Dito isso, o Holloway de 2026 é irreconhecível comparado ao de 2013. Naquela decisão, ele tinha 21 anos, era um prospecto sem o volume de striking que desenvolveu depois. Hoje, sua média de significant strikes por minuto supera 7,5 — um dos números mais altos entre lutadores ativos no UFC. O volume é absurdo e a durabilidade dele em trocações longas é comprovada ao longo de dezenas de rounds.
"Foi destino", publicou o UFC ao revelar o pôster oficial da luta, parafraseando a própria narrativa que os dois lutadores construíram ao longo dos anos sobre um reencontro inevitável.
A luta acontece no peso meio-médio — 77 kg — o que favorece McGregor em termos de massa muscular, mas também significa que Holloway vai carregar mais peso do que está acostumado. Isso pode reduzir levemente seu volume nos rounds finais, mas não muda a equação técnica central.
A leitura de conjunto aponta para um favorito claro
McGregor tem dois ativos reais nessa luta: o poder no esquerdo e a experiência de grandes eventos. O T-Mobile Arena vai vibrar com ele — e pressão de torcida já valeu rounds em decisões apertadas no passado. Mas apostar que esses dois fatores superam cinco anos de inatividade, uma lesão grave e a evolução técnica de Holloway é um salto de fé que os dados não sustentam.
Holloway vence por volume e acumulação de dano. Ele não precisa de um nocaute para ganhar — e essa é justamente sua maior força contra McGregor, que historicamente desmorona quando o plano de game inicial não funciona nos primeiros dois rounds. Se a luta chegar ao terceiro round com McGregor ainda de pé mas já sangrado e com o ritmo comprometido, o irlandês não tem o tanque para responder. Sua taxa de finalização defensiva em grappling também regrediu com a inatividade — e Holloway, apesar das limitações no wrestling, tem melhorado o clinch work.

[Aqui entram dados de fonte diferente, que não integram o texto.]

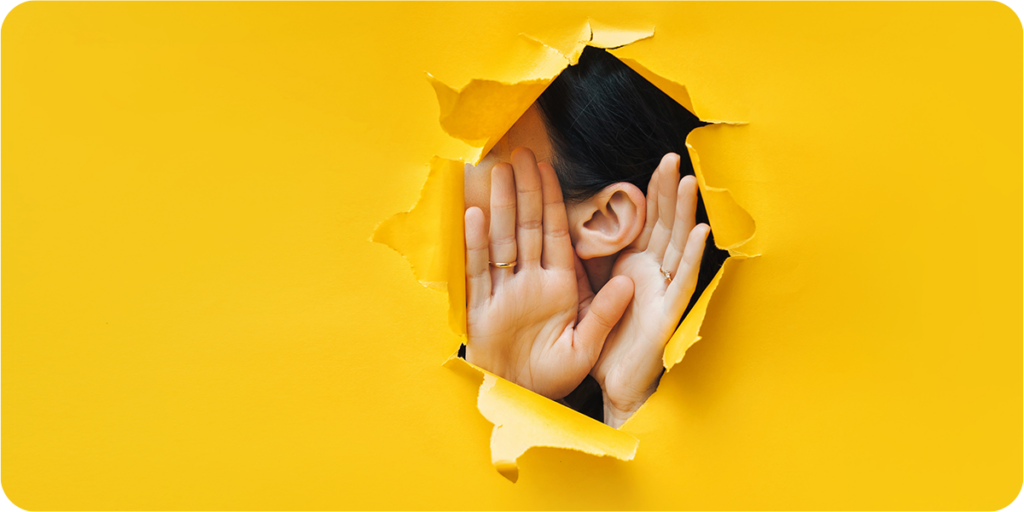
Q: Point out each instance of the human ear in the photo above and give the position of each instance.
(608, 221)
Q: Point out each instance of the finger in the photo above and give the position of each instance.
(641, 243)
(605, 310)
(477, 268)
(668, 181)
(557, 252)
(686, 207)
(681, 288)
(503, 248)
(529, 208)
(584, 291)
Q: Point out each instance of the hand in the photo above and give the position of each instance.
(522, 322)
(630, 366)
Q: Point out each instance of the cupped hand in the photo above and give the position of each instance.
(630, 365)
(525, 323)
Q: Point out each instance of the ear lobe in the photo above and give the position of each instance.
(609, 221)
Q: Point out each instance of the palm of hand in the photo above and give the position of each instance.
(524, 324)
(630, 365)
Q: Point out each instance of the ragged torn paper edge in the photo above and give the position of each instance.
(431, 239)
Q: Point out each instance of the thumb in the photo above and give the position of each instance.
(605, 310)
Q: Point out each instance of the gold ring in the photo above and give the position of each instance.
(668, 275)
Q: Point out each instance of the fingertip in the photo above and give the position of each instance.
(624, 283)
(671, 160)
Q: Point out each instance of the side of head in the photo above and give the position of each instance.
(609, 128)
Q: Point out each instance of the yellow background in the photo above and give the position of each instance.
(193, 315)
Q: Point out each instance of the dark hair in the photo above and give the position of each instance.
(607, 125)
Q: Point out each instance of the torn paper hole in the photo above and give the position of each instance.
(431, 238)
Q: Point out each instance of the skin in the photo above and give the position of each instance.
(541, 325)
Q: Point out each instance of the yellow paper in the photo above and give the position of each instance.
(193, 314)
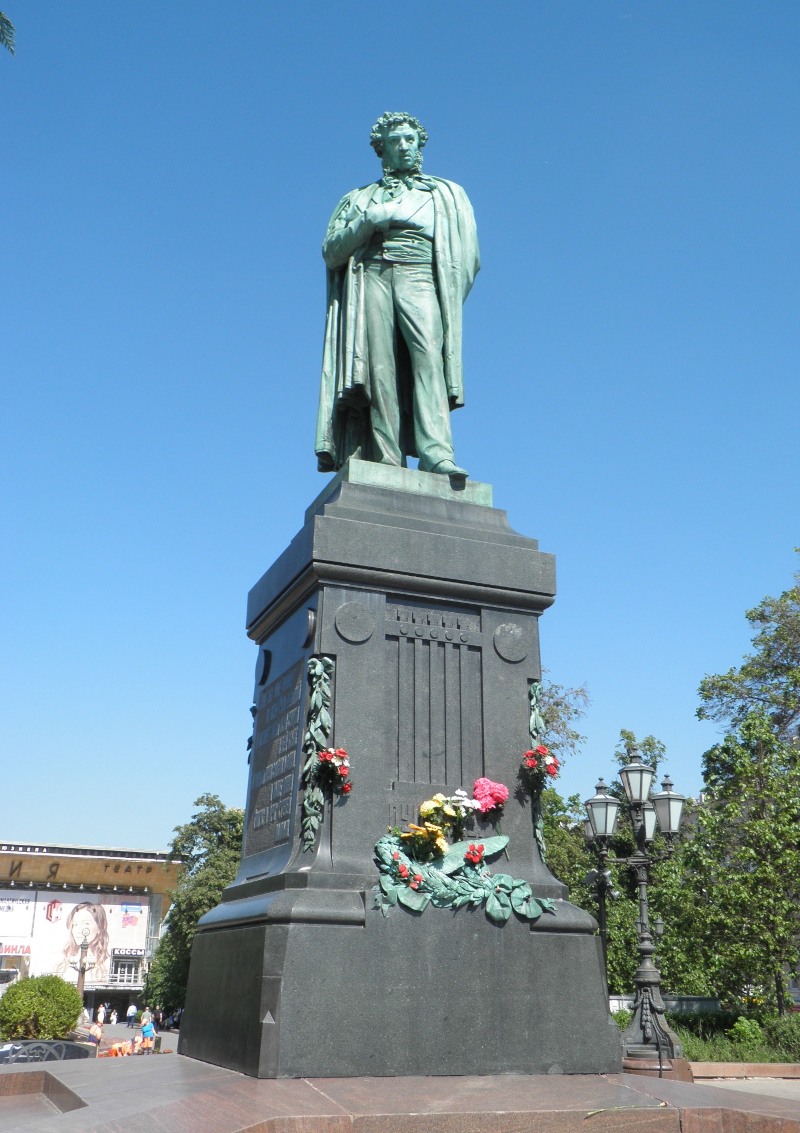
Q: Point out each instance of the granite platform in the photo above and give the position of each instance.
(170, 1093)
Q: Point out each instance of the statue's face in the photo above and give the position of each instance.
(400, 147)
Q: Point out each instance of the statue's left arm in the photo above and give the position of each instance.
(468, 235)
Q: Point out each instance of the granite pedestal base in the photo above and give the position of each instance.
(427, 604)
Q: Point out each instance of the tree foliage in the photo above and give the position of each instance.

Conforme registrado pelo SportNavo ao longo da cobertura do UFC 326, Holloway saiu daquela derrota para Oliveira com a reputação intacta como striker de elite. O problema foi o chão, não o pé. Contra McGregor, a luta vai se decidir majoritariamente em pé — e aí o havaiano leva vantagem estrutural.
"Ele perdeu uma decisão para mim há 13 anos. Agora ele é um lutador completamente diferente", disse McGregor em declarações recentes à imprensa, reconhecendo, mesmo que indiretamente, a evolução do rival.
Minha previsão: Holloway por decisão unânime ou TKO no terceiro round. McGregor vai assustar no primeiro, como sempre faz — e depois o volume de Holloway vai cobrar a conta. É o mesmo cenário que Anderson Silva viveu contra Chris Weidman em 2013 — só que agora a aposta é diferente, porque o tempo parado não é de meses, é de anos.